You've forgotten the Golden Eagle bows; Eagle, Falcons and Hawks. Those are my favorite.


----------



## Instinktifling (Jun 26, 2016)

True, I used to shoot a golden eagle in competition back in the late 70's, early 80's, can't remember which model, had wheels. I still have,a PSE Fire Flite, which I wish I could shorten the draw length about 1". That bow drew smoother than my Tribute.


----------



## Wedwards63 (May 16, 2003)

I have a Hoyt Freestyle and a Win&Win Shadow Pro 36 that I shoot fingers with


----------



## wa-prez (Sep 9, 2006)

DaveHawk said:


> Back in the 80's, I shot 3D with fingers and was in a separate division from the release guys. Do they even do that anymore??


Depends in what organization, but NFAA has Freestyle Limited, which is any sight (can be moveable or fixed pins), long stabilizer OK, no release aids.

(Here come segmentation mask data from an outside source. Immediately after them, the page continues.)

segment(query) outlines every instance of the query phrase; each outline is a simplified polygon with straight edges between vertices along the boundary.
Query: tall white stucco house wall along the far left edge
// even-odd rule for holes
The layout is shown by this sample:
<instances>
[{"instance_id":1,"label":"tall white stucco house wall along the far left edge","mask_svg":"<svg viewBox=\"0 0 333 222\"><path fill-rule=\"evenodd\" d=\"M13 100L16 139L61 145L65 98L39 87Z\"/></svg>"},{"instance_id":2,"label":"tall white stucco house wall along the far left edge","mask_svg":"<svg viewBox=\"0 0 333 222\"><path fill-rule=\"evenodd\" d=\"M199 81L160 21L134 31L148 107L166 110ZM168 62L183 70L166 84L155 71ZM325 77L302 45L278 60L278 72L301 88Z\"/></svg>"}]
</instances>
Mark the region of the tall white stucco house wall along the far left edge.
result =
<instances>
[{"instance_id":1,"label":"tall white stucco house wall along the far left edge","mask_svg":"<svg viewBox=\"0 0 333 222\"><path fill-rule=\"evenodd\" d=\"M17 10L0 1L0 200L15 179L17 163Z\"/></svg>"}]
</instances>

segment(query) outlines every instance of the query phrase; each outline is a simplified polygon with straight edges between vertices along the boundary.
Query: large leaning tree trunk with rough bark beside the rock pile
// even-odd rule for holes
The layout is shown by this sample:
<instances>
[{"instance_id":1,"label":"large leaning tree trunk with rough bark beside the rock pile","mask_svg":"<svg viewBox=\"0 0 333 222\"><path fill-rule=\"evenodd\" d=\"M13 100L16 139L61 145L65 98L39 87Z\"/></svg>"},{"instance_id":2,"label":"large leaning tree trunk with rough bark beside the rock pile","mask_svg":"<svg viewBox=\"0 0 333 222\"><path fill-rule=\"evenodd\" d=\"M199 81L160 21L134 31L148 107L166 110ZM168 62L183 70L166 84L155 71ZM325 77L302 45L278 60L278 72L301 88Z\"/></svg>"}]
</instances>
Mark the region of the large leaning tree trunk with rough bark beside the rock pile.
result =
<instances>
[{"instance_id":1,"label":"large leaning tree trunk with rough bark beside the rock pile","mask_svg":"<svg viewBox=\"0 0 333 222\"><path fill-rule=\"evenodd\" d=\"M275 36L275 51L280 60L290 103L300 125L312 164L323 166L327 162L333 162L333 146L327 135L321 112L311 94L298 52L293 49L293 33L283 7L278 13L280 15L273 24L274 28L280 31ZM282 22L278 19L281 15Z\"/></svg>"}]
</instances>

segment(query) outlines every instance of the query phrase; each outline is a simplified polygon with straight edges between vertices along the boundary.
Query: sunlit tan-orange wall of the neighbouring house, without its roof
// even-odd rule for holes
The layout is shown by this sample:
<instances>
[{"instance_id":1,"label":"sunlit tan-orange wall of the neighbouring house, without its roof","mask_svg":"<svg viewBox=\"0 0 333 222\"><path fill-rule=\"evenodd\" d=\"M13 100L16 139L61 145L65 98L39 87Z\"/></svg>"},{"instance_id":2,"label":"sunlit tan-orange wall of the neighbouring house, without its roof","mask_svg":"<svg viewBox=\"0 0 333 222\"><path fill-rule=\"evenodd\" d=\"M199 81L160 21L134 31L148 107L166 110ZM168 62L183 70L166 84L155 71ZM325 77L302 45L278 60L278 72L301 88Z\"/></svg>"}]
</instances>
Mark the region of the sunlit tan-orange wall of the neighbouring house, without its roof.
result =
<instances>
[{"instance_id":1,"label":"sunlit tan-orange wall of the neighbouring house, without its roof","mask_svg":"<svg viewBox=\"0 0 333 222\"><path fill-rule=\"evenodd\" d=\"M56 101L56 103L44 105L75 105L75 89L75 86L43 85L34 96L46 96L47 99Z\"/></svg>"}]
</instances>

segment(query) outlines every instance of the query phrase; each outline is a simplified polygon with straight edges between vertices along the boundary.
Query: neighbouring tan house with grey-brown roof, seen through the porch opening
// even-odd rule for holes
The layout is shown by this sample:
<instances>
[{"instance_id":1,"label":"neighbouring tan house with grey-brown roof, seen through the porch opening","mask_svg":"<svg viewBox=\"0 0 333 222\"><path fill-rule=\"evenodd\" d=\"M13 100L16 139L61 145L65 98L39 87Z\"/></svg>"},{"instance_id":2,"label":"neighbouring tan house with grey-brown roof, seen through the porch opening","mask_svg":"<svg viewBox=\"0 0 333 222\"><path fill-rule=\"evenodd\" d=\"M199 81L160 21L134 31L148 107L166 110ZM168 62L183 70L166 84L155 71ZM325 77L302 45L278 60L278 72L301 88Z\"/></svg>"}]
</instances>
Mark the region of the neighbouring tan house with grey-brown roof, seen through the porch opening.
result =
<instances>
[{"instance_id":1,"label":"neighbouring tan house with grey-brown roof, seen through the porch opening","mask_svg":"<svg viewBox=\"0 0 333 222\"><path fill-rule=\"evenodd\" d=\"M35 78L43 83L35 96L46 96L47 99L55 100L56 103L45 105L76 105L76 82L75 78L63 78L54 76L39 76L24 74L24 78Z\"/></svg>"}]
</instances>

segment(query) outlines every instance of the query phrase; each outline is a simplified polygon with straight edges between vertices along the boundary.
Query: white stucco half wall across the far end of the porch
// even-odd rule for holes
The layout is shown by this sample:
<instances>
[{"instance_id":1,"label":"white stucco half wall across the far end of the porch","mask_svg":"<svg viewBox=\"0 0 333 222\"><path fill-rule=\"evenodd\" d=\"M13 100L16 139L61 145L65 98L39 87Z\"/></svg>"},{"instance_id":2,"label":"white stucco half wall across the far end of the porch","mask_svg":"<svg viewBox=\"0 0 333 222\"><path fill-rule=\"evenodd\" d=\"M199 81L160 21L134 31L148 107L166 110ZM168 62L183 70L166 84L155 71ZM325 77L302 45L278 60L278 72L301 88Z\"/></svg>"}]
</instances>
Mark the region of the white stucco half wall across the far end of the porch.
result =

NFAA did throw out the Bowhunter Limited (fixed pins, short stabilizer, fingers) a couple years ago.


----------



## wojo14 (Apr 20, 2009)

Just bought my first bow to shoot fingers. An Oneida AeroForce. I am a trad guy but looking forward to playing with this.
Can you shoot 3 under?


----------



## rsarns (Sep 23, 2008)

wojo14 said:


> Just bought my first bow to shoot fingers. An Oneida AeroForce. I am a trad guy but looking forward to playing with this.
> Can you shoot 3 under?


Yes


----------



## Stickbowbill (Apr 24, 2020)

Hoyt made many others such as Pro Vantage, Defiant, Spectra, Inticer riser bows with Fastflite,5000, Medalist limbs that would fit this category.


----------



## merlinron (Mar 23, 2020)

I would consider any one of them on the list, a good target bow in general, fingers or release. I am also old-school when it comes to ATA and come from a time when a 48 inch bow was the standard ATA. the very shortest bow I have ever owned and shot is 36 inches ATA. it is my current hunting bow.


----------



## itry4deer!111 (May 31, 2020)

love my hoyt lx


----------



## mikajay (Apr 15, 2009)

With 27+ draw, Im doing fine with the Mathews Traverse.
33" ata, but huge wheels make it longer.
And the one finger under anchor, with two I have nock high/ low issues.


----------



## mnjeff (Jun 19, 2004)

Old Gold Eagle said:


> You've forgotten the Golden Eagle bows; Eagle, Falcons and Hawks. Those are my favorite.
> View attachment 7102417


Man this brings back old days. In 1984 bought first golden eagle hawk, then move into hunter and hunter cam. loved those wood recurve limbs. I shot golden eagle target bow and was a barebow sting walker till about 1992. Then jumped into Hoyts.


----------